As the data in a database grows you have to upgrade the system hardware so as to accommodate increasing data volume and workload, so there are two ways through which you can scale the SAP HANA systems: - Scale-up and Scale-out.
What is SCALABILITY?
Capability of any computer hardware/software which can take full advantage of its changed context in terms of adding or reducing resources.
SCALE-UP in SAP HANA: Vertical Scalability
This feature enables you to increase the size of physical machine by adding the amount of resources such as RAM/CPU for processing. If I talk about SoH (Suit on HANA systems e.g., ECC , CRM , SCM etc), they can only be scaled up with a maximum of 12 TB RAM. There is no scale-out option for SoH. But for other business use cases, such as BW on HANA or Datamarts both scale-up and scale-out options are available. The maximum scale-up and scale-out for them is 3TB/node. Supporting vendors include Cisco, Hitachi, HP, IBM, Lenovo, Fujitsu, Huawei, SGI etc.

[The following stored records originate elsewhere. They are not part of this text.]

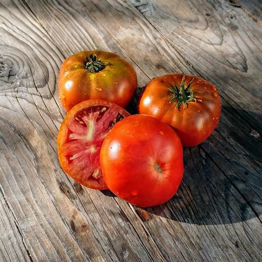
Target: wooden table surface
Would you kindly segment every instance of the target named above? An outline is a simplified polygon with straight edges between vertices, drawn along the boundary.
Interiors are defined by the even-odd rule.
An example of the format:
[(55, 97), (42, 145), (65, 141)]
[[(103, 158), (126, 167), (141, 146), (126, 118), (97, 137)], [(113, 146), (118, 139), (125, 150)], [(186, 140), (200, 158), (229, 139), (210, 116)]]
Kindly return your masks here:
[[(261, 0), (2, 0), (0, 261), (262, 261), (261, 21)], [(60, 166), (59, 68), (95, 49), (131, 63), (139, 87), (183, 72), (219, 90), (220, 123), (184, 149), (165, 204), (132, 206)]]

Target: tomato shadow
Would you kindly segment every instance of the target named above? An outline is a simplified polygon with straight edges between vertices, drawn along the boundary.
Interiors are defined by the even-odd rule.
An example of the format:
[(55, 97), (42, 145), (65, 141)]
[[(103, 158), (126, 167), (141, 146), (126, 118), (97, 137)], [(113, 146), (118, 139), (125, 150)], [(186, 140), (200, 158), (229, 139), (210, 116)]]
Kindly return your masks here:
[(138, 214), (144, 220), (145, 212), (197, 224), (261, 217), (262, 138), (254, 128), (261, 130), (261, 115), (223, 107), (220, 122), (210, 138), (184, 148), (185, 171), (177, 194), (160, 206), (136, 208)]

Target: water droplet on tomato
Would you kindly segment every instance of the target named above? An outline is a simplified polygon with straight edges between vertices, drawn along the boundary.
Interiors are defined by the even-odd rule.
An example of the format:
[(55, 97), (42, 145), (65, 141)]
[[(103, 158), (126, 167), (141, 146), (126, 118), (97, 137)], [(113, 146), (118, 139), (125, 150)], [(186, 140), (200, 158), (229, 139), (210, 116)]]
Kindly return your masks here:
[(136, 191), (136, 190), (133, 190), (132, 192), (131, 192), (131, 194), (133, 195), (133, 196), (137, 196), (137, 195), (138, 194), (138, 192), (137, 191)]

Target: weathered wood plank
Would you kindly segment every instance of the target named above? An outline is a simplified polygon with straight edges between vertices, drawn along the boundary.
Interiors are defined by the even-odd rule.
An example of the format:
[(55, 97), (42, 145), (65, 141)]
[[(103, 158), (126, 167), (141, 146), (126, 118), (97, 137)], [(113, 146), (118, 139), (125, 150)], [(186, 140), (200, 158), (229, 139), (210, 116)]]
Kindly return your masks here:
[[(76, 2), (1, 6), (0, 184), (33, 260), (261, 260), (262, 144), (250, 135), (262, 123), (261, 29), (227, 1)], [(183, 181), (165, 204), (133, 207), (59, 166), (58, 69), (95, 48), (132, 63), (140, 86), (183, 71), (219, 88), (219, 125), (185, 150)]]
[(231, 4), (242, 8), (258, 25), (262, 25), (262, 2), (261, 0), (231, 1)]

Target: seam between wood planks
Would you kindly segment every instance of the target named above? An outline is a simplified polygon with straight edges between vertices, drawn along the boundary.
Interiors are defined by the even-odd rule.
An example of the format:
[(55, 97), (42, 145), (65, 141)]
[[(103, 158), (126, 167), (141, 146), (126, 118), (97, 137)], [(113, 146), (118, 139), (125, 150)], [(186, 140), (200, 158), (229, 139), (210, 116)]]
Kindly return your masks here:
[[(198, 72), (198, 71), (197, 69), (196, 69), (194, 67), (194, 66), (193, 66), (191, 64), (191, 63), (190, 62), (189, 62), (187, 60), (187, 59), (185, 59), (185, 58), (183, 57), (183, 55), (182, 55), (182, 54), (181, 54), (181, 53), (179, 52), (179, 50), (178, 50), (178, 49), (176, 48), (176, 47), (175, 47), (175, 46), (174, 46), (173, 45), (173, 43), (171, 43), (171, 42), (170, 41), (170, 40), (169, 40), (167, 38), (166, 38), (165, 36), (164, 36), (164, 35), (163, 35), (161, 33), (161, 32), (160, 32), (160, 31), (159, 31), (159, 30), (158, 30), (158, 29), (157, 29), (157, 28), (156, 28), (156, 27), (154, 25), (154, 24), (153, 24), (151, 23), (151, 22), (149, 20), (148, 20), (147, 19), (147, 18), (146, 17), (145, 17), (145, 16), (143, 14), (143, 13), (142, 13), (141, 12), (140, 12), (139, 11), (139, 10), (138, 9), (138, 8), (137, 8), (137, 7), (136, 7), (134, 5), (133, 5), (133, 4), (132, 4), (132, 2), (130, 2), (130, 0), (128, 0), (128, 3), (130, 3), (130, 4), (131, 5), (131, 6), (132, 6), (132, 7), (133, 7), (134, 8), (135, 8), (135, 9), (136, 11), (136, 12), (137, 12), (138, 14), (139, 14), (139, 15), (140, 15), (140, 16), (142, 16), (142, 17), (144, 18), (144, 19), (145, 19), (145, 20), (146, 20), (146, 21), (147, 21), (147, 22), (148, 22), (148, 23), (149, 23), (149, 24), (150, 24), (150, 25), (151, 25), (151, 26), (152, 26), (152, 27), (153, 27), (153, 28), (154, 28), (155, 30), (156, 30), (156, 31), (158, 32), (158, 33), (159, 33), (159, 34), (160, 34), (160, 35), (162, 37), (162, 38), (163, 38), (163, 39), (165, 40), (165, 41), (166, 41), (167, 42), (168, 42), (168, 43), (169, 43), (169, 44), (170, 44), (171, 46), (172, 46), (172, 47), (173, 47), (173, 48), (174, 48), (174, 49), (176, 51), (176, 52), (177, 52), (177, 53), (178, 53), (178, 54), (180, 55), (180, 57), (182, 58), (182, 59), (183, 59), (183, 60), (184, 60), (184, 61), (185, 62), (185, 63), (187, 63), (187, 64), (189, 64), (189, 65), (190, 65), (190, 66), (191, 66), (191, 67), (192, 67), (194, 69), (194, 70), (195, 71), (196, 71), (196, 72), (197, 72), (197, 73), (198, 73), (199, 76), (200, 76), (202, 77), (202, 78), (203, 78), (203, 79), (205, 79), (205, 77), (203, 77), (203, 76), (201, 75), (201, 74), (200, 74), (200, 73)], [(130, 5), (129, 5), (129, 6), (130, 7)], [(130, 8), (132, 8), (132, 7), (130, 7)], [(216, 20), (215, 20), (216, 21)], [(221, 25), (223, 25), (223, 26), (226, 26), (226, 25), (223, 25), (223, 24), (221, 24), (221, 23), (219, 23), (219, 24), (221, 24)], [(185, 33), (185, 32), (184, 32), (184, 33)], [(185, 39), (184, 39), (184, 40), (185, 41), (186, 41), (186, 40)], [(191, 43), (189, 42), (189, 44), (190, 44), (190, 45), (192, 45), (192, 44), (191, 44)], [(218, 52), (219, 52), (219, 53), (220, 53), (220, 54), (221, 54), (221, 52), (220, 52), (219, 50), (217, 50), (217, 49), (216, 49), (216, 48), (214, 46), (214, 45), (212, 45), (212, 44), (211, 44), (211, 45), (212, 47), (214, 47), (214, 48), (215, 49), (215, 50), (216, 50)], [(229, 63), (229, 64), (231, 65), (231, 63), (230, 63), (230, 62), (229, 62), (229, 61), (227, 60), (227, 59), (226, 58), (226, 57), (225, 57), (225, 56), (224, 56), (224, 55), (222, 55), (222, 57), (224, 58), (224, 59), (225, 59), (225, 60), (226, 60), (227, 62), (228, 62), (228, 63)], [(195, 59), (194, 59), (194, 60), (195, 60)], [(204, 65), (203, 65), (202, 63), (200, 62), (199, 61), (198, 61), (198, 63), (200, 63), (201, 64), (202, 64), (202, 65), (203, 65), (203, 66), (204, 66)], [(238, 71), (237, 71), (237, 70), (236, 70), (236, 68), (235, 68), (235, 67), (234, 67), (233, 65), (232, 65), (232, 67), (233, 67), (233, 69), (234, 69), (234, 70), (236, 72), (237, 72), (237, 73), (238, 74), (240, 75), (240, 74), (239, 74), (239, 73), (238, 72)], [(234, 81), (234, 80), (233, 80), (233, 81)], [(231, 87), (231, 86), (230, 86), (230, 85), (229, 85), (229, 86)], [(242, 87), (242, 88), (244, 88), (244, 89), (245, 89), (247, 91), (248, 91), (248, 90), (247, 90), (247, 89), (246, 89), (246, 88), (244, 88), (242, 86), (241, 86), (241, 87)], [(227, 96), (228, 96), (228, 95), (227, 95), (227, 94), (225, 94), (225, 95), (226, 95)], [(244, 100), (245, 100), (246, 101), (247, 101), (249, 103), (250, 103), (250, 102), (249, 102), (248, 101), (247, 101), (244, 97), (241, 97), (241, 98), (242, 98), (243, 99), (244, 99)], [(235, 104), (236, 103), (235, 101), (234, 101), (234, 103), (235, 103)], [(255, 107), (256, 109), (259, 109), (259, 107), (257, 107), (256, 106), (254, 106), (254, 105), (253, 105), (253, 106), (254, 106), (254, 107)]]

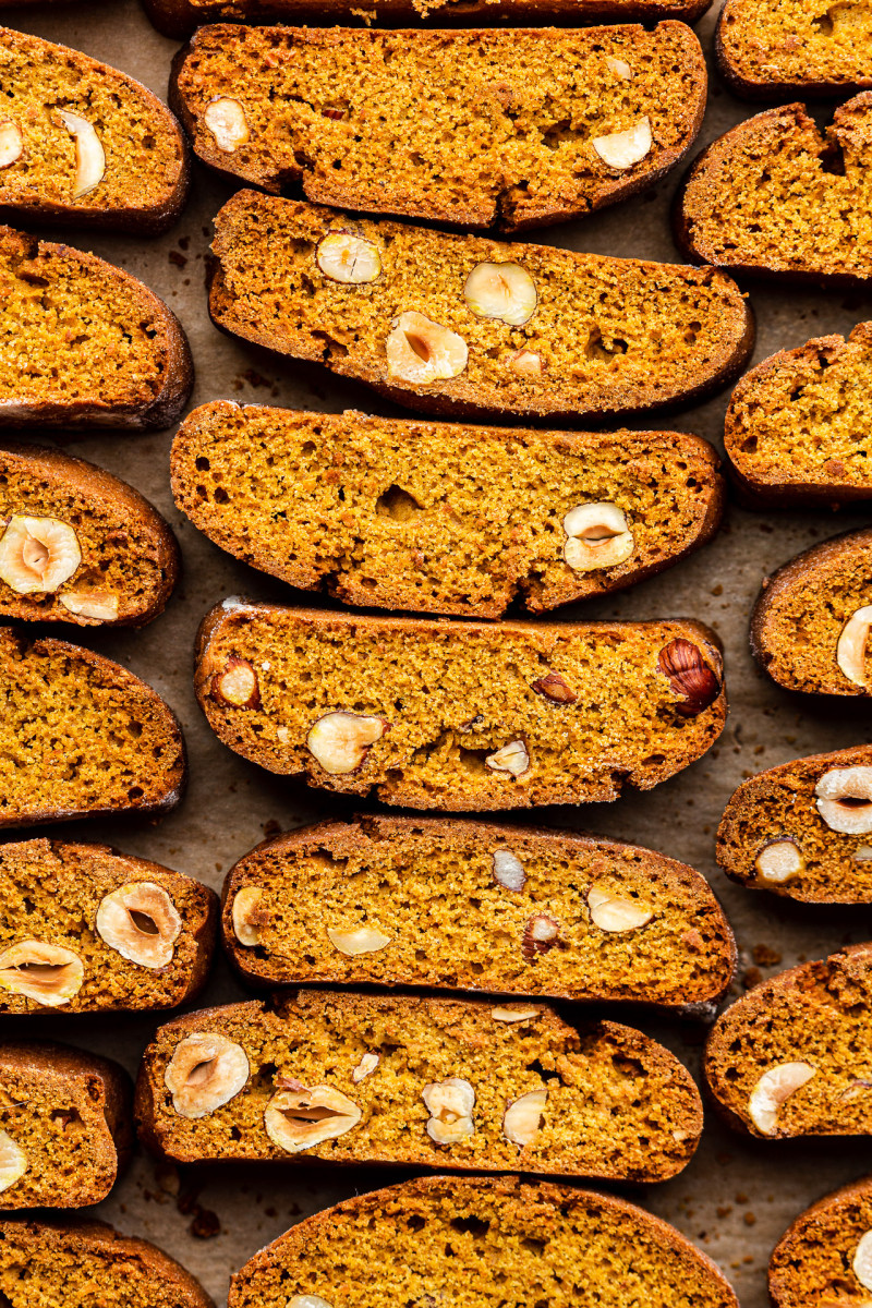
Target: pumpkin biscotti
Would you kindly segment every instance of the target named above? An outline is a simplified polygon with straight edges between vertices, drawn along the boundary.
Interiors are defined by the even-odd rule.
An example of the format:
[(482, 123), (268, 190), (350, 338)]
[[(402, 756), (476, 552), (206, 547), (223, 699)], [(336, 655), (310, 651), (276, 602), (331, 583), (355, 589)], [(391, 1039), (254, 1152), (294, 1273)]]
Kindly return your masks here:
[(175, 714), (119, 663), (0, 627), (0, 827), (129, 811), (180, 798)]
[(216, 326), (459, 417), (607, 420), (727, 385), (753, 341), (711, 268), (506, 245), (239, 191), (216, 217)]
[(739, 1308), (715, 1264), (643, 1209), (502, 1176), (420, 1177), (316, 1213), (248, 1260), (227, 1303), (394, 1308), (460, 1301), (459, 1286), (464, 1308)]
[(702, 1103), (663, 1045), (552, 1008), (301, 990), (161, 1027), (140, 1138), (178, 1163), (394, 1163), (660, 1181)]
[(735, 964), (729, 925), (685, 863), (456, 819), (357, 818), (264, 841), (227, 874), (224, 940), (261, 986), (441, 986), (697, 1015), (714, 1015)]
[(805, 904), (872, 904), (872, 746), (817, 753), (743, 781), (718, 862), (749, 889)]
[(782, 972), (733, 1003), (705, 1057), (729, 1125), (762, 1137), (872, 1135), (871, 1005), (872, 943)]
[(126, 73), (0, 27), (0, 217), (165, 232), (188, 160), (173, 114)]
[(224, 744), (416, 808), (616, 799), (701, 757), (726, 718), (693, 621), (450, 623), (225, 600), (195, 683)]
[(224, 549), (350, 604), (499, 617), (634, 585), (705, 544), (723, 483), (679, 432), (535, 432), (204, 404), (179, 509)]
[(103, 845), (0, 845), (0, 1014), (175, 1008), (209, 971), (217, 896)]
[(129, 1091), (109, 1058), (0, 1044), (0, 1210), (105, 1199), (132, 1150)]

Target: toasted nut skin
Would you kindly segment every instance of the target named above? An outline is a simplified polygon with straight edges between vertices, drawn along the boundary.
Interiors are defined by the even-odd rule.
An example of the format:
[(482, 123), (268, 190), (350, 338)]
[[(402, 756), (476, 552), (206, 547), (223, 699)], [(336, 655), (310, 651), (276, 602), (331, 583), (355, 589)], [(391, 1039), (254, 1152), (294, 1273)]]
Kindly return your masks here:
[(163, 1083), (179, 1117), (207, 1117), (239, 1093), (248, 1073), (242, 1045), (217, 1032), (196, 1031), (175, 1046)]
[(154, 882), (127, 882), (105, 895), (95, 926), (111, 950), (143, 968), (167, 967), (182, 934), (175, 904)]

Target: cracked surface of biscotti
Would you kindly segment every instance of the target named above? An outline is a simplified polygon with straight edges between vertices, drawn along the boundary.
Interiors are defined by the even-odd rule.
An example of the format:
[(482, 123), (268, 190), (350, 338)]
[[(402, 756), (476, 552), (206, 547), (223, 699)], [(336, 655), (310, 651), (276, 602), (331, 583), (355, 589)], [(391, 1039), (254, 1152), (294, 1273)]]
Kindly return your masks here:
[(614, 799), (723, 730), (714, 634), (689, 620), (459, 623), (225, 600), (195, 685), (224, 744), (271, 772), (414, 808)]
[(872, 904), (872, 746), (817, 753), (743, 781), (718, 862), (749, 889), (805, 904)]
[(171, 475), (200, 531), (292, 586), (475, 617), (499, 617), (519, 595), (543, 612), (630, 586), (705, 544), (723, 502), (714, 450), (677, 432), (489, 429), (227, 400), (188, 415)]
[(193, 385), (175, 314), (120, 268), (0, 228), (0, 426), (170, 426)]
[(786, 283), (867, 285), (872, 92), (837, 109), (822, 135), (803, 105), (769, 109), (714, 141), (676, 201), (692, 259)]
[(0, 616), (141, 627), (179, 573), (169, 523), (111, 473), (31, 445), (0, 445)]
[(790, 968), (715, 1023), (705, 1076), (731, 1126), (765, 1138), (872, 1135), (872, 943)]
[(176, 56), (170, 94), (196, 154), (254, 186), (302, 183), (318, 204), (519, 232), (654, 186), (690, 149), (706, 82), (680, 22), (225, 24), (200, 27)]
[(506, 1023), (481, 999), (301, 990), (191, 1012), (143, 1056), (140, 1138), (175, 1162), (680, 1172), (702, 1130), (682, 1065), (631, 1027), (535, 1008)]
[(773, 680), (811, 695), (869, 695), (872, 527), (813, 545), (763, 582), (750, 647)]
[(0, 1045), (0, 1210), (99, 1203), (132, 1144), (123, 1067), (68, 1045)]
[(633, 1203), (455, 1176), (404, 1181), (306, 1218), (231, 1278), (229, 1308), (284, 1308), (288, 1295), (352, 1308), (354, 1287), (369, 1308), (392, 1308), (450, 1301), (458, 1286), (464, 1308), (737, 1308), (715, 1264)]
[(233, 963), (261, 986), (375, 982), (698, 1011), (723, 997), (735, 960), (718, 901), (685, 863), (456, 819), (357, 818), (264, 841), (227, 872), (222, 926)]
[[(216, 326), (426, 413), (607, 420), (690, 403), (727, 385), (753, 340), (745, 300), (711, 268), (349, 218), (255, 191), (224, 205), (212, 249)], [(468, 292), (519, 324), (475, 311)]]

HP provides 16 sockets and 4TB for analytics, 12 TB for business suite. SGI provides 8 TB for analytics, 24 TB for Business Suite. If we talk about Business Suite systems they fit-in on 8-socket 6TB system. So for business suite scale-up is preferred.
SCALE-OUT in SAP HANA: Horizontal Scalability
This feature will enable you to combine multiple independent nodes/machine into one system. Vendor supporting scale-out appliances are Cisco, Hitachi, HP, Huawei, Lenovo, Dell, Fujitsu etc. Hitachi, HP, Lenovo have 1TB and 2TB scale out appliances. Generally customers buy 5-10 TB HANA production systems. You will always require a good HANA consultant so as to know which type of system to go for as they have the ability to define the partitioning strategy. The biggest SAP Business Suite installations consists of 32-socket 24 TB provided by SGI. So one suggestion, if you need more than 2 TB then go for scale-up but if your requirements exceed 2TB then going for scale-out is far better.
Finally I would end up with expert advice: SAP experts recommend to go for scale-up first before scale-out so that you can manage and configure a single system as compared to a cluster. For analytical processing scale-out option works best but if there is a medley of analytical and transactional processing then scale-out turn out to be challenging.